3. Aux termes de l'article 5 de ce même règlement : " 1. Afin de faciliter le processus de détermination de l'État membre responsable, l'État membre procédant à cette détermination mène un entretien individuel avec le demandeur. Cet entretien permet également de veiller à ce que le demandeur comprenne correctement les informations qui lui sont fournies conformément à l'article 4. / (...) / 4. L'entretien individuel est mené dans une langue que le demandeur comprend ou dont on peut raisonnablement supposer qu'il la comprend et dans laquelle il est capable de communiquer. Si nécessaire, les États membres ont recours à un interprète capable d'assurer une bonne communication entre le demandeur et la personne qui mène l'entretien individuel. / 5. L'entretien individuel a lieu dans des conditions garantissant dûment la confidentialité. Il est mené par une personne qualifiée en vertu du droit national. ".
4. Si les actes administratifs doivent être pris selon les formes et conformément aux procédures prévues par les lois et règlements, un vice affectant le déroulement d'une procédure administrative préalable n'est de nature à entacher d'illégalité la décision prise que s'il ressort des pièces du dossier qu'il a été susceptible d'exercer, en l'espèce, une influence sur le sens de la décision prise ou s'il a privé les intéressés d'une garantie. La délivrance par l'autorité administrative de la brochure prévue par les dispositions précitées constituant pour le demandeur d'asile une garantie, il appartient au juge de l'excès de pouvoir, saisi du moyen tiré de l'omission ou de l'insuffisance d'une telle information à l'appui de conclusions dirigées contre un refus d'admission au séjour ou une décision de remise, d'apprécier si l'intéressé a été, en l'espèce, privé de cette garantie ou, à défaut, si cette irrégularité a été susceptible d'exercer, en l'espèce, une influence sur le sens de cette décision.

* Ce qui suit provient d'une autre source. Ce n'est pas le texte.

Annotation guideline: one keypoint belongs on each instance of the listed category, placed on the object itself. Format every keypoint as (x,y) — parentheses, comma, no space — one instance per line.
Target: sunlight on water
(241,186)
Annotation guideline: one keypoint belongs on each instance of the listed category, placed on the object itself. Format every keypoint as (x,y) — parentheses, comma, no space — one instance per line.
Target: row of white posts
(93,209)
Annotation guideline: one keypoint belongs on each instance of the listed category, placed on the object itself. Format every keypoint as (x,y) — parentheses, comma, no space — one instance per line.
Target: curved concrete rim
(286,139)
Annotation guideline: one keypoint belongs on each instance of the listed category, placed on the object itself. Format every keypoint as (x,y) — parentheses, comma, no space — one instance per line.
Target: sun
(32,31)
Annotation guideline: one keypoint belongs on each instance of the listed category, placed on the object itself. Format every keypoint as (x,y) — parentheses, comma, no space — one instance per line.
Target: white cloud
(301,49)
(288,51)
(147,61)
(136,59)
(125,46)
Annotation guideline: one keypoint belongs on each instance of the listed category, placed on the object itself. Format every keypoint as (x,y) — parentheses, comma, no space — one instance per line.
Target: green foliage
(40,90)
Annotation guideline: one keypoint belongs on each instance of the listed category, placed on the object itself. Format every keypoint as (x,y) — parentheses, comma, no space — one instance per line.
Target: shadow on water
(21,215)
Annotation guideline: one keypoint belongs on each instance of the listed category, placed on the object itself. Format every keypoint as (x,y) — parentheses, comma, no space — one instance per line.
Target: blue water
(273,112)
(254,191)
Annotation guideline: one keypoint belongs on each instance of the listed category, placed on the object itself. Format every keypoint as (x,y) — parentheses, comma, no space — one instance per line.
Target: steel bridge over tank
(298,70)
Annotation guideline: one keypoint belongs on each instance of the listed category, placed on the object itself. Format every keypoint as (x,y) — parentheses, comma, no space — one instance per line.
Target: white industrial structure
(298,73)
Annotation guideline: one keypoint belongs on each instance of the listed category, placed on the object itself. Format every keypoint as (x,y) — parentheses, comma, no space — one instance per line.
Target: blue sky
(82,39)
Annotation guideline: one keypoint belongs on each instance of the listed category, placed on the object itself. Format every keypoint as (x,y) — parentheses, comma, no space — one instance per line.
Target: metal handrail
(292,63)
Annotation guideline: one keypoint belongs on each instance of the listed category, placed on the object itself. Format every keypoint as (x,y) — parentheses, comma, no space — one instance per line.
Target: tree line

5. Sous réserve des cas où la loi attribue la charge de la preuve à l'une des parties, il appartient au juge administratif, au vu des pièces du dossier et compte tenu, le cas échéant, de l'abstention de l'une des parties à produire les éléments qu'elle est seule en mesure d'apporter et qui ne sauraient être réclamés qu'à elle-même, d'apprécier si l'administration a satisfait à l'obligation qui lui incombe en application des dispositions précitées. Dans un premier temps, seul le préfet est en mesure d'apporter les éléments relatifs à la délivrance d'une information écrite au demandeur.
6. Il ressort, toutefois, des pièces du dossier que par la production d'une attestation signée par l'intéressé, en présence d'un interprète dans une langue qu'il comprend, le préfet de l'Isère apporte la preuve que M. C...a formellement reconnu avoir reçu les brochures A et B prévues par l'article 4 du règlement (UE) n° 604/2013 du 26 juin 2013, le 8 juin 2016, lors du dépôt de sa demande d'asile. Par suite, le moyen manque en fait et doit être écarté.
7. Aux termes de l'article L. 742-3 du code de l'entrée et du séjour des étrangers et du droit d'asile : " Sous réserve du second alinéa de l'article L. 742-1, l'étranger dont l'examen de la demande d'asile relève de la responsabilité d'un autre Etat peut faire l'objet d'un transfert vers l'Etat responsable de cet examen. Toute décision de transfert fait l'objet d'une décision écrite motivée prise par l'autorité administrative. Cette décision est notifiée à l'intéressé. Elle mentionne les voies et délais de recours ainsi que le droit d'avertir ou de faire avertir son consulat, un conseil ou toute personne de son choix. Lorsque l'intéressé n'est pas assisté d'un conseil, les principaux éléments de la décision lui sont communiqués dans une langue qu'il comprend ou dont il est raisonnable de penser qu'il la comprend. ".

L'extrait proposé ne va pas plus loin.